Best practices for VR, from seven devs working with the Oculus Rift
October 29, 2013 Page 4 of 5
Knowing the constraints this project involved, how did you determine what concept you'd work on?
Kantor: I kicked around a lot of different ideas in the run-up to the competition, but the concept for Elevator Music was the one that I kept coming back to. One of the inspirations for the game's concept was a dream I had in which I was riding an elevator in an impossibly huge office building. The idea of incomprehensible scale is something that really fascinates me, and I think it is a perfect theme to explore in virtual reality.
Yang: When I jam, I usually gravitate toward the smallest self-contained idea. The lion simulator was only going to be interesting if stuff happened, or if I implemented an ecosystem thing where you could chase prey or be hunted, etc. The flight simulator has much less complex expectations: you need a plane and a world to fly around in and that's pretty much it. Working in a genre is useful because it guides players' expectations one way.
McNeill: I usually choose a project by finding a good combination of what I want to do and what I'm actually able to do.
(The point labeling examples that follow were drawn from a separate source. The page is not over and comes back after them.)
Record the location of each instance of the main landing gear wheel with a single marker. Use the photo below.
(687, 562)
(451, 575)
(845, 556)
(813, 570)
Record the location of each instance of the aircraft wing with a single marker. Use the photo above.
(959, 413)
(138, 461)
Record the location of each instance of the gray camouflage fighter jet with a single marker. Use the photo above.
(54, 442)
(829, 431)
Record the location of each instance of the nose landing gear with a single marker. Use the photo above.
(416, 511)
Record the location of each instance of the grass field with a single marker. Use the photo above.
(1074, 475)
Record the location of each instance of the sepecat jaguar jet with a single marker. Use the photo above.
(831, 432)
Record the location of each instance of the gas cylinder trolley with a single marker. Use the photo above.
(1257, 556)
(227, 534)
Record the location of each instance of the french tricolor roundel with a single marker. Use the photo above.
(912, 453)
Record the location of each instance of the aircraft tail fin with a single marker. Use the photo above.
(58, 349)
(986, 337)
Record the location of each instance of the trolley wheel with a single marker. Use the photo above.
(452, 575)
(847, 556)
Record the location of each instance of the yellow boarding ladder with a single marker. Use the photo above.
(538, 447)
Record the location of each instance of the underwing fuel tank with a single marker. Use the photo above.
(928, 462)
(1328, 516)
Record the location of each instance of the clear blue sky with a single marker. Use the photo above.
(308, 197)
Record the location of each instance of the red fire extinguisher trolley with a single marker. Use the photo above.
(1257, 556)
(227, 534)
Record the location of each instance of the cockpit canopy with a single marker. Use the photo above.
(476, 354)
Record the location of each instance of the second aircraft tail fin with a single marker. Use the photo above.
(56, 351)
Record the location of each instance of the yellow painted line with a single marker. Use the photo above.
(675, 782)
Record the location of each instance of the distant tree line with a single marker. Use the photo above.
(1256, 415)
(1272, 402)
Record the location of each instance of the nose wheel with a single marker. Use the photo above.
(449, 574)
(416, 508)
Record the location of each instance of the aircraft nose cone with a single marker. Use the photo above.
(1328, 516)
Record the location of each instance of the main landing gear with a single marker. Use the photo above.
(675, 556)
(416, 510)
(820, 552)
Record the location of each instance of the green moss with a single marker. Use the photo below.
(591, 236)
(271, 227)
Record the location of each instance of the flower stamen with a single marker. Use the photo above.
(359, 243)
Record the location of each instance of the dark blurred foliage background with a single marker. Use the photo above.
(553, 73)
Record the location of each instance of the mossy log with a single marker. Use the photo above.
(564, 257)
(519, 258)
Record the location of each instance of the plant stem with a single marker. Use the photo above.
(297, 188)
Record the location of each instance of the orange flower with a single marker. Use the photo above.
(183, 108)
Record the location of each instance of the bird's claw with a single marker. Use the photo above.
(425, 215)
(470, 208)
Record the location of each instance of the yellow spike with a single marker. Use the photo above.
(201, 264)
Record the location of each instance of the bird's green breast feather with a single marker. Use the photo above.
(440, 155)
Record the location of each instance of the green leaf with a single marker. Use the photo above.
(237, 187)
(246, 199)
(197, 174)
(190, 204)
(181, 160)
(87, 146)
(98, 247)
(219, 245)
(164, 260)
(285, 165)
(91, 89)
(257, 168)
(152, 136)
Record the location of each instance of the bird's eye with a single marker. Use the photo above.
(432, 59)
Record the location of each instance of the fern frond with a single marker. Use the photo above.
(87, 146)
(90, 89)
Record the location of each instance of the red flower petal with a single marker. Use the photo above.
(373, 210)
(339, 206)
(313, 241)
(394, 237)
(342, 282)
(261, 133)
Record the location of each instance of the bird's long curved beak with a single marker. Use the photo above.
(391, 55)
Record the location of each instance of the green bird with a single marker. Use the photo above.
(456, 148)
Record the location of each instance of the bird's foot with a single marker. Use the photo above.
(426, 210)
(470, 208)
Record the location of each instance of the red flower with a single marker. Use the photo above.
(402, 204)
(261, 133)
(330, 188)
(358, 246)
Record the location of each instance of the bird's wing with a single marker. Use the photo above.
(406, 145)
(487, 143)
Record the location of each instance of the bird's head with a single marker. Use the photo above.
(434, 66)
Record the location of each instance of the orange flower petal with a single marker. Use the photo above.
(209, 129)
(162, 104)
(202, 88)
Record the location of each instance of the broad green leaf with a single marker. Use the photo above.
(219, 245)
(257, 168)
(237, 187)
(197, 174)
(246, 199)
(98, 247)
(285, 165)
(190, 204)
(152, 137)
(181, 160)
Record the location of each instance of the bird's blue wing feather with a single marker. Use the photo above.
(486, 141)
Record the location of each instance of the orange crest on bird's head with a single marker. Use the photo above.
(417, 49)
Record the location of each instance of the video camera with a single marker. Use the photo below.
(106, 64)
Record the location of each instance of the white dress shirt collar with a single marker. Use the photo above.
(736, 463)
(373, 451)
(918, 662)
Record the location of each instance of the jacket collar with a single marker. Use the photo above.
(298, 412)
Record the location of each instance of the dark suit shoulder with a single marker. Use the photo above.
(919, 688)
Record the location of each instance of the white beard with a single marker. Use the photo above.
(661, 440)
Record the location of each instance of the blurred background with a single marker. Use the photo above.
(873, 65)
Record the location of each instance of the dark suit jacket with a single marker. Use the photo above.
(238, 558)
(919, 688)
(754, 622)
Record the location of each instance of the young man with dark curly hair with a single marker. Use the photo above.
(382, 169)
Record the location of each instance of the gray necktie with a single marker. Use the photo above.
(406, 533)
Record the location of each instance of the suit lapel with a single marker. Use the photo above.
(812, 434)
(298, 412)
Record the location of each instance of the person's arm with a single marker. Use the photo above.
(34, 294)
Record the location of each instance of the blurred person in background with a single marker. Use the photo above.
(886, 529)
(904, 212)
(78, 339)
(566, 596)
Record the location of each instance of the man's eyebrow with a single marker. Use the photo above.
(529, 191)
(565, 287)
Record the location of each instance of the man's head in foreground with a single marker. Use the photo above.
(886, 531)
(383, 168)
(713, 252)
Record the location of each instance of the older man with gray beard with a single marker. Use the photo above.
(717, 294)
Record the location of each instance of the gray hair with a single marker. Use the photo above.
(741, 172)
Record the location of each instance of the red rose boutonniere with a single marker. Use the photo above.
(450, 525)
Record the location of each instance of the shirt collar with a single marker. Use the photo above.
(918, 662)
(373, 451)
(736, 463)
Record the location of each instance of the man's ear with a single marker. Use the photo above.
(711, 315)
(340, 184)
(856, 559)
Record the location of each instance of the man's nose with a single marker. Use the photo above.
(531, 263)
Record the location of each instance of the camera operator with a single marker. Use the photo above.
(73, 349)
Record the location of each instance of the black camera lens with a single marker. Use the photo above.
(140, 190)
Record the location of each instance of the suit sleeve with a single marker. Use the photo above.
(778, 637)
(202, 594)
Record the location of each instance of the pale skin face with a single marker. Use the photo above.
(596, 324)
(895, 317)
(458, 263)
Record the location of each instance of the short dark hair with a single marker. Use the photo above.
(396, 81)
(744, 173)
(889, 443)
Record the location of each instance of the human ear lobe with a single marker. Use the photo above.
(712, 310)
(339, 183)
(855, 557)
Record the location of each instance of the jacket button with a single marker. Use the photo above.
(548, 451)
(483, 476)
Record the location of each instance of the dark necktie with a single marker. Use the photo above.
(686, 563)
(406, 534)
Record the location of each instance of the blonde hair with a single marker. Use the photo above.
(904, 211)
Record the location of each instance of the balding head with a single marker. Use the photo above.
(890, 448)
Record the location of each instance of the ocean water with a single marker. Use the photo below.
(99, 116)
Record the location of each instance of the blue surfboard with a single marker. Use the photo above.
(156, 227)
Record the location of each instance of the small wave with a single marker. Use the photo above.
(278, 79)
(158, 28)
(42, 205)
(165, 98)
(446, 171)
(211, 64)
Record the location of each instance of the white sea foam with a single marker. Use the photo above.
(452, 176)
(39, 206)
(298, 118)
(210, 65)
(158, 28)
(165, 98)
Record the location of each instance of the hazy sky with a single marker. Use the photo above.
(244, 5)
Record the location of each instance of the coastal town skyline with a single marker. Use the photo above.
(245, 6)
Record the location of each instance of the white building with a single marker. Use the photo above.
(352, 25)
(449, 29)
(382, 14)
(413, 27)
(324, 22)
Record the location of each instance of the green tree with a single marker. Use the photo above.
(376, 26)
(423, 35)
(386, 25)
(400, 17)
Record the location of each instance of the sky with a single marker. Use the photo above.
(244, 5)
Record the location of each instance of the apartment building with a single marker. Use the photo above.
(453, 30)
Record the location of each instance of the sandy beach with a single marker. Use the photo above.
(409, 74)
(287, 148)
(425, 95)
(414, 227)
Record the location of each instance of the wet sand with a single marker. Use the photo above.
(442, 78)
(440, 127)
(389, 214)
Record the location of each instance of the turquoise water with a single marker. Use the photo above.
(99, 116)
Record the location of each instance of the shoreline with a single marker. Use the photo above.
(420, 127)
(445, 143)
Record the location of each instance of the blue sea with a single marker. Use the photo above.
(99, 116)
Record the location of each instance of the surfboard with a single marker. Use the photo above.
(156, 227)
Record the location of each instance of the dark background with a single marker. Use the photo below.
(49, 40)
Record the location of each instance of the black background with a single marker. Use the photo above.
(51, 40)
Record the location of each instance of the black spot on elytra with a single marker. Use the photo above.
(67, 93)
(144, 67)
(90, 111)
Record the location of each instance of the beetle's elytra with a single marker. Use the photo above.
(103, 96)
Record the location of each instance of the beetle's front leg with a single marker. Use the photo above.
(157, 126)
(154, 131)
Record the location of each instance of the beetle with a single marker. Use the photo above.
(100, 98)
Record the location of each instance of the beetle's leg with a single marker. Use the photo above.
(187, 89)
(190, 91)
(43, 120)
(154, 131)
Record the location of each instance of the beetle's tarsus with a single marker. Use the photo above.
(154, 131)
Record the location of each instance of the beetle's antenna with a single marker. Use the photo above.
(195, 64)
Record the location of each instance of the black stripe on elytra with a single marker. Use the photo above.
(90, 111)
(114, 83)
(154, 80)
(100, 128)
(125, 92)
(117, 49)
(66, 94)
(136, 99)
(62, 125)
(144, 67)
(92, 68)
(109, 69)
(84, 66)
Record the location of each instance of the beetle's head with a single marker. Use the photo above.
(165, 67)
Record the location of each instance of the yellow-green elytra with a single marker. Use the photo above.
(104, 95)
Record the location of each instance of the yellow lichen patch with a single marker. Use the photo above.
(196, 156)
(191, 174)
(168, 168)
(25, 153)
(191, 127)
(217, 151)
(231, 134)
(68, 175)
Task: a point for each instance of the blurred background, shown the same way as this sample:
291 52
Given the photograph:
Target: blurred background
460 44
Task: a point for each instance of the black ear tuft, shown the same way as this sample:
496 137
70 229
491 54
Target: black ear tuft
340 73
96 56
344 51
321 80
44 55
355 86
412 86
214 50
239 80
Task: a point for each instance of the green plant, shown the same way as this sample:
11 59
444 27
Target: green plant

A cyberspace game was perfect, since (I figured) it would be awesome in VR, and it would be simple enough to prototype in 3 weeks.
Gunnarsson: It shapes everything from content creation, to visual effects to programming. For example we need to keep a very high framerate and the scale of objects in the game needs to "feel right."
If you were to develop your current prototype game beyond what we've seen of it so far, what would you like to improve?
Kantor: During the run-up to Indiecade, I changed quite a few details of Elevator Music -- creating more music and sound design, making usability tweaks and fixing lots of glitches.
I have tons of things I would want to work on if I got the opportunity to keep working on it, but I think I would start with lots of iteration and playtesting on the puzzle and narrative design. Because I only had 3 weeks to make the game, I mostly focused on the audio-visual environment of the game during the duration of the jam, which is the aspect of making games that most interests me. However, the navigational aspect of Elevator Music is really its core mechanic from the player's perspective, and it can only be figured out through analyzing and cross-referencing information you find on the terminals hidden throughout the game.
Right now, tons of information is doled out all at once, and the game expects the player to be able to synthesize it all right off the bat. I want to try to spread out the information drip and knowledge gates as much as possible, and work on the narrative design to make sure the player has a clearer understanding of what they're trying to do, and how to do it, at all times.
Julian Kantor's Elevator Music
Yang: Right now, [my game's] world is procedurally generated, but I also want to procedurally generate different setpieces and plot chains. I want a sort of "narrative-based flight sim stealth roguelike."
Korsgaard: Global highscores! Imagine if you could "own" www.cia.gov until someone else hacked it better than you! -- oh and I would also totally love to make a big campaign around the game with full motion video cutscenes and other 90s stuff -- distributed on CD-ROMs.
McNeill: At this point, I'm definitely planning to develop a full version of Ciess, which I'd like to launch alongside the Oculus Rift.
I think that the mechanics of Ciess could use a serious reworking. The gameplay in the prototype feel good, like you're exploiting vulnerabilities in a vast system, but it doesn't have much depth. I'd like to have gameplay that's truly rich and strategic, and it's just not there yet.
I'd also like to make Ciess a showcase for all that's cool about VR. The prototype's biggest strength is that tries to make use of all the Rift's features (head-look, 3D effects, immersion, fully-surrounding environments). I'm hoping to add a lot more moments of "woah".
Maguire: This is all bit of a process of discovery right now. We're trying to figure out what's going to work and what our conventions will be. Figuring how we're going to do the movement, how we're going to do the interface -- these are the problems that we're faced with, and that we want to solve. We have some ideas of how we want to do that but there will certainly be some discoveries along the way.